Modified Transportation Opens Up World to Disabled in Phnom Penh
PHNOM PENH —
For Reaksmey Mary and her family, a recent trip for a health checkup at a Phnom Penh hospital included a detour through downtown and visits to shopping malls.
The trip was a milestone for the group, who could no longer transport Reaksmey by motorbike. For years, she remained homebound on the Mekong River island of Koh Oknha Te, 15 kilometers from Phnom Penh.
Today, Reaksmey and her family use Mobilituk, a service for the physically disabled. Mobilituk has five tuk-tuks — small three-wheel motorized vehicles — that have been modified by Agile Design Group, a Phnom Penh-based organization that specializes in design projects that promote the inclusion of disabled people into everyday life.
Reaksmey was disabled with a serious illness when she was six months old. Her mother, Khem Vy, 47, told VOA that since her daughter was about 10 years old, “we could no longer take Mary anywhere by motorbike.” The family tried using a regular tuk-tuk, but that proved difficult as well. The driver would struggle to get Reaksmey and her wheelchair into the cab.
“The wheelchair is very heavy. I am alone and I can’t do it unless we have two people to hold her tightly,” Khem said. “We stopped taking her out, so she stayed at home on the bed all the time.”
Today, the Mobilituk — with a steel ramp that pulls down to allow a wheelchair to roll up — gives Reaksmey and her peers freedom. Or, as blogger John Morris wrote in an enthusiastic review of a Mobilituk: “affordable, wheelchair transportation means that disability in a developing country no longer has to be a sentence of house arrest.”
According to Cambodia’s Ministry of Social Affairs, by 2015 there were more than 50,000 physically disabled people in Cambodia. The Asian Development Bank estimates that as much as 15 percent of the population, placed at 15.9 million in 2016 by the CIA World Factbook, live with physical or mental disabilities.
Even in developed nations, disabled people encounter transportation hurdles, but in developing nations like Cambodia, the barriers are often higher.
Widespread benefits
Agile Design Group, working with the International Committee of the Red Cross, plans to expand the fleet of Mobilituks in the northern provinces of Cambodia. Keogh Johnston, an ADG engineer, told VOA Khmer that while the Mobilituk program benefits people with disabilities, it has been a rewarding project in other ways, too.

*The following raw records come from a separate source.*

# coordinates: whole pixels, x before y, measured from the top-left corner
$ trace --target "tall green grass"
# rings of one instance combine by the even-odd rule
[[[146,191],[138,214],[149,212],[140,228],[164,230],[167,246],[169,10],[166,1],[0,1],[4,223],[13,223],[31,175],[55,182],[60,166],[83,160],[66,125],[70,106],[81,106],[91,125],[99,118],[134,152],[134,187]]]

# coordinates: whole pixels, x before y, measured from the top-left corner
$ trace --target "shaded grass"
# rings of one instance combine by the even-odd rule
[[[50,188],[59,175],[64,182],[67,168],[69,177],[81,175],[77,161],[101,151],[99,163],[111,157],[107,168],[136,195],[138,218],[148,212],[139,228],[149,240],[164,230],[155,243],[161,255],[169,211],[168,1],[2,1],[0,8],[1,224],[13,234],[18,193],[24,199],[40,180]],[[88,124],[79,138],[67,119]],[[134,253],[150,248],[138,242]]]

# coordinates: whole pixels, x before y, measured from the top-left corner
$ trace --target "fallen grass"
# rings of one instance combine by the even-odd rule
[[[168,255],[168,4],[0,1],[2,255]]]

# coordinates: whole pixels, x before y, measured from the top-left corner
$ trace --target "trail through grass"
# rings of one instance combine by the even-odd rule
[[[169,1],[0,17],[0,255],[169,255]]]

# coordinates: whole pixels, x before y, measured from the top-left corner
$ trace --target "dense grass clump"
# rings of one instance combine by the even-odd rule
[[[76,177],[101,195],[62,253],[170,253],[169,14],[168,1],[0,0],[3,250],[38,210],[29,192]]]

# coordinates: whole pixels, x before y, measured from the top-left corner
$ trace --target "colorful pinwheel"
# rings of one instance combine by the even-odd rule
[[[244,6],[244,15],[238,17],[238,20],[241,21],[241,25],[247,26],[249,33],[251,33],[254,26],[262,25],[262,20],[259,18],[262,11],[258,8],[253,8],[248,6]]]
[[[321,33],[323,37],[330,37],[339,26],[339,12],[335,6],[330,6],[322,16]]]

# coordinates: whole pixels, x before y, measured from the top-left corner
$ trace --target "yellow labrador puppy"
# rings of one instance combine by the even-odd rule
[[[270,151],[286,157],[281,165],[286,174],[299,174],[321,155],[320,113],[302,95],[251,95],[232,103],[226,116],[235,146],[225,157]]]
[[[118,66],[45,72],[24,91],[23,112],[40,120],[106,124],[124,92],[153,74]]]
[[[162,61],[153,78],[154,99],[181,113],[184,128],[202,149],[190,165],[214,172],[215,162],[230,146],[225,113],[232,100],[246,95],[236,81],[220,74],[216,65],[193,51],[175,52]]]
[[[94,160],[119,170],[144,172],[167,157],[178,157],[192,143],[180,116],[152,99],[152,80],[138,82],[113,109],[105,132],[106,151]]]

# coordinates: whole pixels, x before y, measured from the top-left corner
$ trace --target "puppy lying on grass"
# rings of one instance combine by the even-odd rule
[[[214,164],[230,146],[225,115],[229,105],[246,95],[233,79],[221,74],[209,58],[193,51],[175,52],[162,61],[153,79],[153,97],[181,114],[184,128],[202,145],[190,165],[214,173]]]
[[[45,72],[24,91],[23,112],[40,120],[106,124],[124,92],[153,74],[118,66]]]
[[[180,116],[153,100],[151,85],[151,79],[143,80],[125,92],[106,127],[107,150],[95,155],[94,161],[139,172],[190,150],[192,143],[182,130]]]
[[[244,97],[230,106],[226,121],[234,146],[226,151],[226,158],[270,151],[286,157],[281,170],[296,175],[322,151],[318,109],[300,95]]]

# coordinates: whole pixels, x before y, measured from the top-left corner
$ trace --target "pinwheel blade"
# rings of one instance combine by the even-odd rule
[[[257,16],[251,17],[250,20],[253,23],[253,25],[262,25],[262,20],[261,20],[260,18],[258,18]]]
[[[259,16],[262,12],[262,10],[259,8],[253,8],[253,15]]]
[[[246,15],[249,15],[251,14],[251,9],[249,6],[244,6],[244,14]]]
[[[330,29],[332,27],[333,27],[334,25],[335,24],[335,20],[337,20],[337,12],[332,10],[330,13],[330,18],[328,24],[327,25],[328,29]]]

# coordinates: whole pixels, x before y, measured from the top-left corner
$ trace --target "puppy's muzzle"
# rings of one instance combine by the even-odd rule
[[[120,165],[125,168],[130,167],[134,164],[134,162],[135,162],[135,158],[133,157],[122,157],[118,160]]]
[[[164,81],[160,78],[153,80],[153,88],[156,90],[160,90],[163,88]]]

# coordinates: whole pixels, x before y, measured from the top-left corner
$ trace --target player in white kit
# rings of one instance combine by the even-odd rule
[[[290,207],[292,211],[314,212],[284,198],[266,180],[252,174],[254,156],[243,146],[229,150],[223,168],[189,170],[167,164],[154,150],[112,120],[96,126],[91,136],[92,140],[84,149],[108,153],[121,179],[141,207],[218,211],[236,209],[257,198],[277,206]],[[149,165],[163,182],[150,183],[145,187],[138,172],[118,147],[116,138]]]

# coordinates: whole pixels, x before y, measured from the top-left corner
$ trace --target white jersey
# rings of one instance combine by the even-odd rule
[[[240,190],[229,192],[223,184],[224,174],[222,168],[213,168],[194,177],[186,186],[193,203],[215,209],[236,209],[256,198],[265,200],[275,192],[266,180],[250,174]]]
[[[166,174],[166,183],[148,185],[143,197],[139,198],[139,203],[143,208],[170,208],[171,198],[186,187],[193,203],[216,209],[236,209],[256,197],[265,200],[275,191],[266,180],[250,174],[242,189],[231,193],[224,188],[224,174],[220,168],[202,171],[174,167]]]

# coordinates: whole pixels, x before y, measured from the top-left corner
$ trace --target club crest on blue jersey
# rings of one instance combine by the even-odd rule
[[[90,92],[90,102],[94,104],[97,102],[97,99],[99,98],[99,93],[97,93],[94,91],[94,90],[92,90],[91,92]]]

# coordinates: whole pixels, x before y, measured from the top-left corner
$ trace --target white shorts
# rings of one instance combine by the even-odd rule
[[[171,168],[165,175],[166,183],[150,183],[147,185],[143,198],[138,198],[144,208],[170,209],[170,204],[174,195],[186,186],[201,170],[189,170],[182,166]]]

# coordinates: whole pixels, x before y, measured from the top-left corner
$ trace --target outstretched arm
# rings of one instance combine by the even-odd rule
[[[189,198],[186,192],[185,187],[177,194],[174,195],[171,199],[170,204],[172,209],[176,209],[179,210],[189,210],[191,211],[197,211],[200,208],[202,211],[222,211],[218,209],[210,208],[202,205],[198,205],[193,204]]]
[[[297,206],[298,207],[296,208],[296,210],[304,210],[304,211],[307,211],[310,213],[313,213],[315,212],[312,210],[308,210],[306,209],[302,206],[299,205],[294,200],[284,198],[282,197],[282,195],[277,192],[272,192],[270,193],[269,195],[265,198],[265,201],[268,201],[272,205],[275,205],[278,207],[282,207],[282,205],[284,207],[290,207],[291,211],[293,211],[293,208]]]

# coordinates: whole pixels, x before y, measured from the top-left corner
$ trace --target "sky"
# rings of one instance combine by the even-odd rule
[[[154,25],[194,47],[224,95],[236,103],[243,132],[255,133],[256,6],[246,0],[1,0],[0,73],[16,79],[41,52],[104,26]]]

“When you see somebody, who never had the opportunity to see the city or go to a shopping mall or see more monuments,” he said, “the joy that brings to them to see, you are just inspired to contribute more.”
Mobilituks also expand opportunities for tuk-tuk drivers. A month after getting his tuk-tuk converted to a Mobilituk, driver Keo Sarout had two disabled clients, including Reaksmey.

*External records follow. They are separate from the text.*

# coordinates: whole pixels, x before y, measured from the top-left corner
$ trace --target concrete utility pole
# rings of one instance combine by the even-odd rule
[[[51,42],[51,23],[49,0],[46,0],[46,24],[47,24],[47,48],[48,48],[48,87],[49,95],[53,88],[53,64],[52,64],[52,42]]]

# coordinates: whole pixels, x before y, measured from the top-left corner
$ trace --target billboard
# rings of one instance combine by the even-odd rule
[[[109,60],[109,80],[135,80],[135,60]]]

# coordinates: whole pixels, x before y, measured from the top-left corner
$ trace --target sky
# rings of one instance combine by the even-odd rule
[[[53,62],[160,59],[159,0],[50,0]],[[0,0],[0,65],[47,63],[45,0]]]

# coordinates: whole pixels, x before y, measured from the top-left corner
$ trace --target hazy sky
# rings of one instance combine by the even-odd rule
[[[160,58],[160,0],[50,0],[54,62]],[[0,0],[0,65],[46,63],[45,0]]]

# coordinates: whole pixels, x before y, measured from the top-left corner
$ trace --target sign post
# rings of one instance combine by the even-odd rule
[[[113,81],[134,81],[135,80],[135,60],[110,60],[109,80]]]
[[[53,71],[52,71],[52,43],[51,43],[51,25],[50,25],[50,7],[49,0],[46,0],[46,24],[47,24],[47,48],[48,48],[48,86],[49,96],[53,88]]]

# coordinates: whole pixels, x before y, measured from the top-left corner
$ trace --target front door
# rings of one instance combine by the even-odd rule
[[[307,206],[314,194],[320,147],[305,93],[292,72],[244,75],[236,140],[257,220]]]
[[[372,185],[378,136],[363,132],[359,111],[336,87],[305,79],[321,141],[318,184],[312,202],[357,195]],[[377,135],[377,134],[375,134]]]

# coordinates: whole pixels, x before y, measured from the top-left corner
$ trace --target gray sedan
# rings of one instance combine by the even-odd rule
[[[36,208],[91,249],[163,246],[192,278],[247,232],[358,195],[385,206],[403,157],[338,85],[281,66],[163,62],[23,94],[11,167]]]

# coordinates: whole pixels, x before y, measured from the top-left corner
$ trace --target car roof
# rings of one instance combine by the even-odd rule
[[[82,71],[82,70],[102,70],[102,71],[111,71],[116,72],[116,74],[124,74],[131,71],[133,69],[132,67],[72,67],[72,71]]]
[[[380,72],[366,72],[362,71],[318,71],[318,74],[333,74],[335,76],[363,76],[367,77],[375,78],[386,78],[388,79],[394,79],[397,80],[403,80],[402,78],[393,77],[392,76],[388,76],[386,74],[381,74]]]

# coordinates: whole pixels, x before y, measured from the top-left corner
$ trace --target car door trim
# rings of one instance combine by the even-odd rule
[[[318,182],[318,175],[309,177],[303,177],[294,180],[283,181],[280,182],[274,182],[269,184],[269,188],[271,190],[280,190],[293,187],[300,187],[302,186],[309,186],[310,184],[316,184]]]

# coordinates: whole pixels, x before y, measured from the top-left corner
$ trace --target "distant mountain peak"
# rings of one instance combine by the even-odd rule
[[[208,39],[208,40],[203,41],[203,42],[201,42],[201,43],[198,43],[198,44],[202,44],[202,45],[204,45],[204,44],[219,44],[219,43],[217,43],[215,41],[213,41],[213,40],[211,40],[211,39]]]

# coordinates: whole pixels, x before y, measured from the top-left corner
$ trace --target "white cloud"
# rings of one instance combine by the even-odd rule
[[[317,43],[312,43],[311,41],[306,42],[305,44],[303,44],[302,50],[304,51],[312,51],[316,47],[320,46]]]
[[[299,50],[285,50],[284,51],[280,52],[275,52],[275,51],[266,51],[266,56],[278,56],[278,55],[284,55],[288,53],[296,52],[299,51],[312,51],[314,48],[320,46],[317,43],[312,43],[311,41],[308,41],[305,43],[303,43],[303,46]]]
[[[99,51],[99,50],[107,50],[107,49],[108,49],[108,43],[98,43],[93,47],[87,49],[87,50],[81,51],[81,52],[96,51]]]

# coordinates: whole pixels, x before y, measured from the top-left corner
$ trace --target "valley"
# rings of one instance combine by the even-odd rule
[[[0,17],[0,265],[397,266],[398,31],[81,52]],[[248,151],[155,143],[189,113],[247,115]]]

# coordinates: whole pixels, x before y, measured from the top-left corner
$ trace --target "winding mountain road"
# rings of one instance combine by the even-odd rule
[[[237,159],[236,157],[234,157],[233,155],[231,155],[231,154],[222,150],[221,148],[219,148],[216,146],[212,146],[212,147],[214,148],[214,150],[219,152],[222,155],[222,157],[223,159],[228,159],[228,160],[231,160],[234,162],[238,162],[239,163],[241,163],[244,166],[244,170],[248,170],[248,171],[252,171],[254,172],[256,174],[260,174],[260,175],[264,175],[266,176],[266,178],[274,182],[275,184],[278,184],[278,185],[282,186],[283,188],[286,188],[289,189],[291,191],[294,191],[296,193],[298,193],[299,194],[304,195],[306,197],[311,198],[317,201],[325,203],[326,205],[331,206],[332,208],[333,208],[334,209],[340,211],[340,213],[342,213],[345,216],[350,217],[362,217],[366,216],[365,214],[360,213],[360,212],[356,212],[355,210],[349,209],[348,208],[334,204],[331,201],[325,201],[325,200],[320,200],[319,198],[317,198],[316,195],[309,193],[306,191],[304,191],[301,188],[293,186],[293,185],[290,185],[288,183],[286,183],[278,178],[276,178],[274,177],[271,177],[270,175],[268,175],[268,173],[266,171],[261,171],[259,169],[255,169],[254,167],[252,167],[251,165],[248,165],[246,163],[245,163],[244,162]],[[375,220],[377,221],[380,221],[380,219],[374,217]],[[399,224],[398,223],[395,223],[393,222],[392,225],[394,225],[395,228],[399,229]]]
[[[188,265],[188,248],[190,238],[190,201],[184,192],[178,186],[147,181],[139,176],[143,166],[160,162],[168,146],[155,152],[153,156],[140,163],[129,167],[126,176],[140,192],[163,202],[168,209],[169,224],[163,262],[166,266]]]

“My clients said it’s more convenient than a car or other vehicle,” he said.
And Keo is pleased he can help. “I think I could help the society by helping the disabled persons as they find it quite difficult to travel anywhere,” he said.
He added that other tuk-tuk drivers, having seen his Mobilituk, were interested in having the steel ramp installed on their vehicles.
With access to a Mobilituk, Reaksmey has traveled to the Royal Palace, Independence Monument, shopping malls, and the hospital. With her mother and an aunt along for the ride, these excursions are no longer ordeals.
Reaksmey looks healthier and happier now, said Khem.
“Although her body got hurt the first time she went on Mobilituk, because it was almost 20 years that she has not moved her body properly, she feels very happy,” Khem said.
“I asked her if she still wants to go out after hurting herself; she nodded her head with a happy smile.”
This story was produced by the VOA Khmer Service.